How would the public know that the right people were actually voting?
— -
I have encountered a few anarchists (the philosophical kind) in my internet travels. In principle, I would agree with them: people should work together to resolve their difference rather relying on arbitrators of power.
But if I don’t like my neighbor’s rooster crowing at 5:00 a.m. and the smell of chicken shit in my backyard and he tells me to “go to hell,” my only recourse if don’t want roosters waking me up — without a government — is to shoot my neighbor.
So the anarchist comes back with “well your neighbor needs to learn how to be more civil and understanding that you have needs as well.” Which is exactly my point. He is not there — and does not want to be there.

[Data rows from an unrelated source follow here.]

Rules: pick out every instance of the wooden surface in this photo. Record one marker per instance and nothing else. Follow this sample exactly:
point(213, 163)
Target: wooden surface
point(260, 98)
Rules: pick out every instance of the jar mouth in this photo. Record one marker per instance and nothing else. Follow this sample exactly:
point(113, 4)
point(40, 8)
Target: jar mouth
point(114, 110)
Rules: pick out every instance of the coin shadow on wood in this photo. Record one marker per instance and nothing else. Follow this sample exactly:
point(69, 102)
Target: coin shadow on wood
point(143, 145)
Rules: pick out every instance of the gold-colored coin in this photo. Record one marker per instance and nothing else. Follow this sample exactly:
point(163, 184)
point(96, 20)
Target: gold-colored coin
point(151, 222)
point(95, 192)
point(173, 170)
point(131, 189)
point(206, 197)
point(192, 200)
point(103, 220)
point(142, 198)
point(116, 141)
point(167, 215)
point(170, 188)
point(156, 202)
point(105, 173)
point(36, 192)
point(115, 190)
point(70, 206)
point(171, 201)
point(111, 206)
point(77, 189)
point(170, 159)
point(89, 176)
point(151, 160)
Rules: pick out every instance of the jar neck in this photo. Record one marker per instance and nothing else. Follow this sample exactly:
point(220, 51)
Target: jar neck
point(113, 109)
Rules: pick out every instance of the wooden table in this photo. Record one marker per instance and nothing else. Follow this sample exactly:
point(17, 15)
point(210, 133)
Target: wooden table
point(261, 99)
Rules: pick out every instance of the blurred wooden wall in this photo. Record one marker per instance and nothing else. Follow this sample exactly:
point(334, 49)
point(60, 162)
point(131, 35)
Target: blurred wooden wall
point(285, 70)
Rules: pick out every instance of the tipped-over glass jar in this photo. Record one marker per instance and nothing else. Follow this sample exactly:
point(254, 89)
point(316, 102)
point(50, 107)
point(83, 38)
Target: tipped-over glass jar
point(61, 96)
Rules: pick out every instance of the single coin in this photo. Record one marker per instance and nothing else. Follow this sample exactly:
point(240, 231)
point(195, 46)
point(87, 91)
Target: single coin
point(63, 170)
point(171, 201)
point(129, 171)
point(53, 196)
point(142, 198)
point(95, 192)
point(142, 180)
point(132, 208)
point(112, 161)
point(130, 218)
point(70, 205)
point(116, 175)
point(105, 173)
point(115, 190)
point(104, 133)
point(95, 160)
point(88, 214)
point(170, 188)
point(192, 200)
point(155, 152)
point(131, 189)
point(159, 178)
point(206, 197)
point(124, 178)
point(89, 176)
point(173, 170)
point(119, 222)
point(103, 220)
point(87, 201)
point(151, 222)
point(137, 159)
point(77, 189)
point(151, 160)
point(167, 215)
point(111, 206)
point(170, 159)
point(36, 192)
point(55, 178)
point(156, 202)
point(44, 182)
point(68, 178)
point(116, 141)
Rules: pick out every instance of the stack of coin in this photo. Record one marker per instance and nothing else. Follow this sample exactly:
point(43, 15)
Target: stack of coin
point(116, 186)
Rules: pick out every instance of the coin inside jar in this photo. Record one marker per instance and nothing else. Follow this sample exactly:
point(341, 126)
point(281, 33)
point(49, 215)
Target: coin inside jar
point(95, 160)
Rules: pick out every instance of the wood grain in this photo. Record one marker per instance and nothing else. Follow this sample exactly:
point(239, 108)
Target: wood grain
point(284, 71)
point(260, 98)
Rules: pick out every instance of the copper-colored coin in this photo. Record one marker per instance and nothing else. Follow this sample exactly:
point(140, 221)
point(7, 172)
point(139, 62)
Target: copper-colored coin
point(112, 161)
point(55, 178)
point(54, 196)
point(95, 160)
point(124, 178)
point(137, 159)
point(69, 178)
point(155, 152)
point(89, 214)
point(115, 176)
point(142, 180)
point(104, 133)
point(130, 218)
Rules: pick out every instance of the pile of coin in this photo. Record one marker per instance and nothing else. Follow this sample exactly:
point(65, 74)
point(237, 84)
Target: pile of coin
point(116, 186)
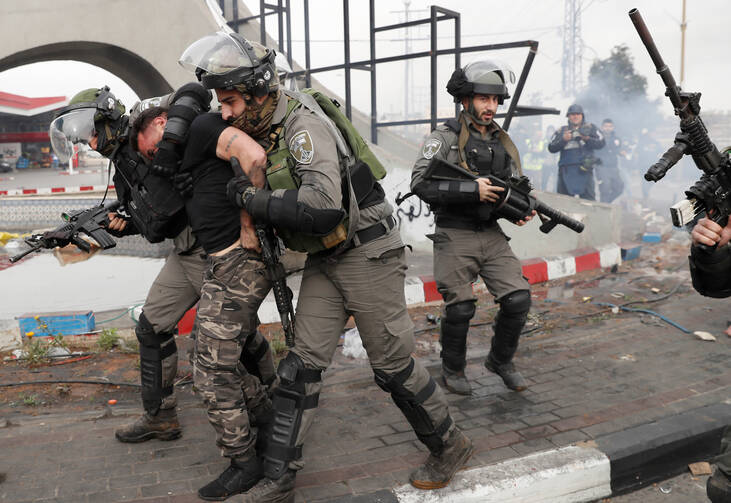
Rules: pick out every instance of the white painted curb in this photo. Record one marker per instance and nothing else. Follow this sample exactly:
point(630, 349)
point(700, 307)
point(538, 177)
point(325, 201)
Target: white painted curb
point(567, 475)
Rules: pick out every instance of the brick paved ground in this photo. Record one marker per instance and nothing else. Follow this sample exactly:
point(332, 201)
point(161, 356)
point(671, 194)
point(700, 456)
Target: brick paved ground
point(593, 375)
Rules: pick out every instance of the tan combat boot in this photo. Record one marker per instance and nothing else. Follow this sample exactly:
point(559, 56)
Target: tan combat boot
point(439, 469)
point(163, 426)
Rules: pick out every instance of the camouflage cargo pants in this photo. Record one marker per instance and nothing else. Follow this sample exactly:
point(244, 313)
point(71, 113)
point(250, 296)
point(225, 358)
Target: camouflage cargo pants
point(234, 287)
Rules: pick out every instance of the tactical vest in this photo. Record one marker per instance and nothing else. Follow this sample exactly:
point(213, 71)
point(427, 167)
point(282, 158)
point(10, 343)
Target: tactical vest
point(156, 208)
point(354, 154)
point(482, 157)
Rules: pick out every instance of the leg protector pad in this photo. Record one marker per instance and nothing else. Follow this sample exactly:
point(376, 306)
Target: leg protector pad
point(454, 327)
point(509, 322)
point(154, 348)
point(289, 402)
point(410, 403)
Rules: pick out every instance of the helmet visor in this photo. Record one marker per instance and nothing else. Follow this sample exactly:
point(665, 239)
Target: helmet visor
point(74, 127)
point(215, 54)
point(490, 77)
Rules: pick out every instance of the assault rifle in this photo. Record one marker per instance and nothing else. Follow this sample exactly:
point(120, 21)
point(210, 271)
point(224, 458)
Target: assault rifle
point(515, 202)
point(270, 253)
point(712, 193)
point(91, 222)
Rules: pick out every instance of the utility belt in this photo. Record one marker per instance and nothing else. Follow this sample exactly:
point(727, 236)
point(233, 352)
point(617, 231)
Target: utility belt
point(363, 236)
point(469, 224)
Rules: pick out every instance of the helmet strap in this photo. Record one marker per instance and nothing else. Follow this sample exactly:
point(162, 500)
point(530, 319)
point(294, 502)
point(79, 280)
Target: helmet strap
point(257, 117)
point(471, 114)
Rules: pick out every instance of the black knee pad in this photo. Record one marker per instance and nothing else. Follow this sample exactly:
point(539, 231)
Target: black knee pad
point(509, 322)
point(154, 348)
point(460, 312)
point(411, 405)
point(289, 402)
point(515, 303)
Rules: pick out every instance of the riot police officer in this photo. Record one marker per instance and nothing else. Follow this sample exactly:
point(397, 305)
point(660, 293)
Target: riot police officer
point(467, 240)
point(576, 142)
point(711, 274)
point(607, 172)
point(354, 267)
point(154, 209)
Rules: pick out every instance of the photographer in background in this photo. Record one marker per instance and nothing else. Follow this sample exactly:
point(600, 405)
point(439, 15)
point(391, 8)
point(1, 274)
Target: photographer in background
point(576, 142)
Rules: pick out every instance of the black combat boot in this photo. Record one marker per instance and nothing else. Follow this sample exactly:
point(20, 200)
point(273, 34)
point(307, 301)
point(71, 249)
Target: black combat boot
point(456, 382)
point(718, 488)
point(239, 477)
point(511, 377)
point(268, 490)
point(439, 468)
point(164, 426)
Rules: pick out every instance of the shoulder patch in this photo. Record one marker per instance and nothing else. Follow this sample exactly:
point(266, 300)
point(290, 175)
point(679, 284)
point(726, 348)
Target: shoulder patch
point(301, 147)
point(431, 147)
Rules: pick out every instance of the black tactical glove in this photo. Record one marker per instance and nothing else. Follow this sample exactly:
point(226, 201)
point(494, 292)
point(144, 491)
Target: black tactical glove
point(183, 183)
point(56, 238)
point(240, 190)
point(166, 161)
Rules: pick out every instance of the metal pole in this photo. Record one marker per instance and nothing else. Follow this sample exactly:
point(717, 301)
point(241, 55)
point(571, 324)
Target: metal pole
point(287, 11)
point(280, 25)
point(683, 26)
point(457, 51)
point(346, 44)
point(374, 113)
point(406, 61)
point(262, 23)
point(308, 80)
point(521, 82)
point(433, 58)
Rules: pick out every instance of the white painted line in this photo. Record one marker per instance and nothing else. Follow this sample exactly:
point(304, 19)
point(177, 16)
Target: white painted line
point(566, 475)
point(560, 266)
point(610, 255)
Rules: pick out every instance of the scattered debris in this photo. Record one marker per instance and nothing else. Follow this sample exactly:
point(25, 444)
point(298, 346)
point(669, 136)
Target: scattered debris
point(701, 468)
point(352, 345)
point(704, 336)
point(666, 489)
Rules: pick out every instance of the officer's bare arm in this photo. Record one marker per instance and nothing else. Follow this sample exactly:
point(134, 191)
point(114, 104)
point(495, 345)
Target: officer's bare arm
point(235, 143)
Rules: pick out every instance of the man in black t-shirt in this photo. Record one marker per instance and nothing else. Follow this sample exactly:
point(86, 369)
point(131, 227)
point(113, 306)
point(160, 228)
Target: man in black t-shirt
point(234, 286)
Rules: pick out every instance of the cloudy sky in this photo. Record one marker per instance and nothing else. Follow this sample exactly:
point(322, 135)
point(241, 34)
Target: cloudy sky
point(605, 24)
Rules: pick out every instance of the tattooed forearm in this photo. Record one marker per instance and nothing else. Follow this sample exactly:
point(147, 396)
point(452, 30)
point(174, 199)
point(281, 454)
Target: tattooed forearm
point(228, 145)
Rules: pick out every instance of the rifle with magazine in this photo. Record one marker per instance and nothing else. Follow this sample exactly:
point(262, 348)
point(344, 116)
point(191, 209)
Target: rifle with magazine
point(712, 193)
point(270, 253)
point(91, 222)
point(515, 201)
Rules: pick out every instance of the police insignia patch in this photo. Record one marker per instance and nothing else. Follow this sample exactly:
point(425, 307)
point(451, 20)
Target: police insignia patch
point(301, 147)
point(431, 147)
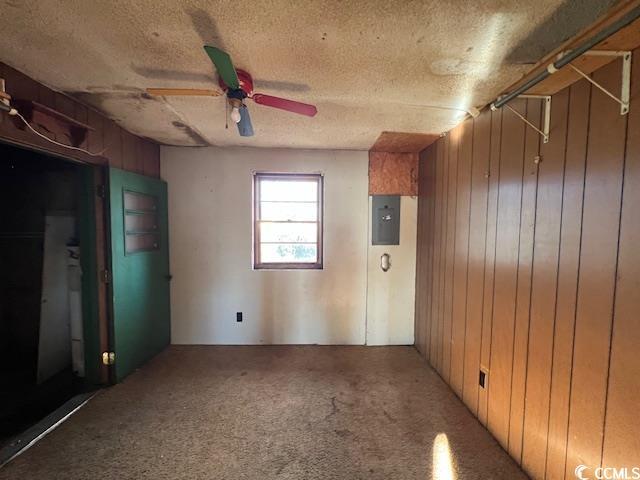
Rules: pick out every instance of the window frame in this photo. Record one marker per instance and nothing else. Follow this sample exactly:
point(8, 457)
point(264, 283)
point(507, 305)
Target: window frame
point(257, 263)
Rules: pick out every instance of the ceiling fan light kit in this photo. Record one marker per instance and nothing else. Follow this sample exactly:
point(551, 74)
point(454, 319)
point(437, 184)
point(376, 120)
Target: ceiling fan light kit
point(238, 86)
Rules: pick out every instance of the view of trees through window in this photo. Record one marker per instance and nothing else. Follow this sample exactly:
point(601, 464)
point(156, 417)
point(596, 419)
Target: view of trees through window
point(287, 223)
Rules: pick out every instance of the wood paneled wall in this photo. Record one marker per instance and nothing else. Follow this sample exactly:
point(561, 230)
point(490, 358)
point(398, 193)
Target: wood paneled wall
point(121, 148)
point(529, 267)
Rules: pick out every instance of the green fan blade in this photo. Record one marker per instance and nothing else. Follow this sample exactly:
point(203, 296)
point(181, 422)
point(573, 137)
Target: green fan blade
point(223, 64)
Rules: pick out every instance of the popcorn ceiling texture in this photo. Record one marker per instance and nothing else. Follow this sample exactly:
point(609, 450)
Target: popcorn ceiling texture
point(266, 412)
point(380, 65)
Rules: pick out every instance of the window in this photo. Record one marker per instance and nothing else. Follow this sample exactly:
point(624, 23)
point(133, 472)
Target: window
point(287, 223)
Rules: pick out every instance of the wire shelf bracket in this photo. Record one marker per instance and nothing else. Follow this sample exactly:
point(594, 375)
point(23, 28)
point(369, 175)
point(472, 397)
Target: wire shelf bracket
point(544, 133)
point(625, 87)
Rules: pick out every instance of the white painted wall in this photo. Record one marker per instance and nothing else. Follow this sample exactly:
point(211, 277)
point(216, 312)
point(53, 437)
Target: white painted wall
point(210, 223)
point(391, 294)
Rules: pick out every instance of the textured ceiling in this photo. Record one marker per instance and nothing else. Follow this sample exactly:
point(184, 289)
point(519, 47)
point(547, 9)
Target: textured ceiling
point(369, 66)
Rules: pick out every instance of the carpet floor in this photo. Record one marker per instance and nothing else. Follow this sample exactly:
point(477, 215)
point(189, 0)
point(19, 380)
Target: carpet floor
point(272, 412)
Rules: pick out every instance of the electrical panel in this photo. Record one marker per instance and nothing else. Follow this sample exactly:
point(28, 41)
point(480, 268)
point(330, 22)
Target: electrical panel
point(385, 220)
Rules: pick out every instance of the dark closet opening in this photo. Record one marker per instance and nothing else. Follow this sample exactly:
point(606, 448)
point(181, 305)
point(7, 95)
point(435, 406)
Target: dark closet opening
point(42, 318)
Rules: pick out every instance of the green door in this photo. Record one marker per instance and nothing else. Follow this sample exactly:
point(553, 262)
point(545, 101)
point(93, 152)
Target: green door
point(139, 269)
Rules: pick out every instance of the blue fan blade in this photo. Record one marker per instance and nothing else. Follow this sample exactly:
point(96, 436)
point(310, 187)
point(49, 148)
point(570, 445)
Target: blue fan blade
point(244, 125)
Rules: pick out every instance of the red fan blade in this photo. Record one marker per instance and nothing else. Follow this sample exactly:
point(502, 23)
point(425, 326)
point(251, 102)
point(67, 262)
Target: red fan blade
point(284, 104)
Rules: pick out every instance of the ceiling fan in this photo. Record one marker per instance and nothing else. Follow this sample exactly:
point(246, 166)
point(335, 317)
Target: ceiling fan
point(238, 86)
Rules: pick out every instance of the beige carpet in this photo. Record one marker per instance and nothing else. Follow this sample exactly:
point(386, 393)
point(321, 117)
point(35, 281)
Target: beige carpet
point(272, 412)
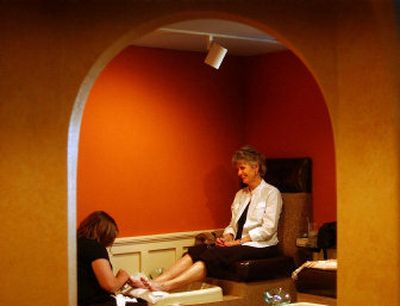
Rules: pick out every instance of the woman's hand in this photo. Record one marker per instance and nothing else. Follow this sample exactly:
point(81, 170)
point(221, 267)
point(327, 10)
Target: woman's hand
point(232, 243)
point(221, 241)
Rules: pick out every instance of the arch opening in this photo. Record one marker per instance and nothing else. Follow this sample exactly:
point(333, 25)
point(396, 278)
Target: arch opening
point(75, 131)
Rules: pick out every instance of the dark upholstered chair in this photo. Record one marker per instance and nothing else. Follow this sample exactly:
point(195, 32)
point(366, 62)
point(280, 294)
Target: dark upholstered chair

Humanity is at a point where we really can’t put ourselves into an anarchy. We need arbitrators of power to resolve our differences. No my neighbor cannot have a chicken coop in his urban backyard, but he still has lots of other freedoms to enjoy his property.
In a like manner, Mr. Lees’ version of direct democracy is a system of governance we are not ready for. It could work, but not in this century. And it will require a retraining of society, something which Mr. Lees did not go into much detail of how to do this.
Representative democracy has done a pretty good job at resolving many of differences such that we still have a lot of freedom. In this century, we need to build from that experience.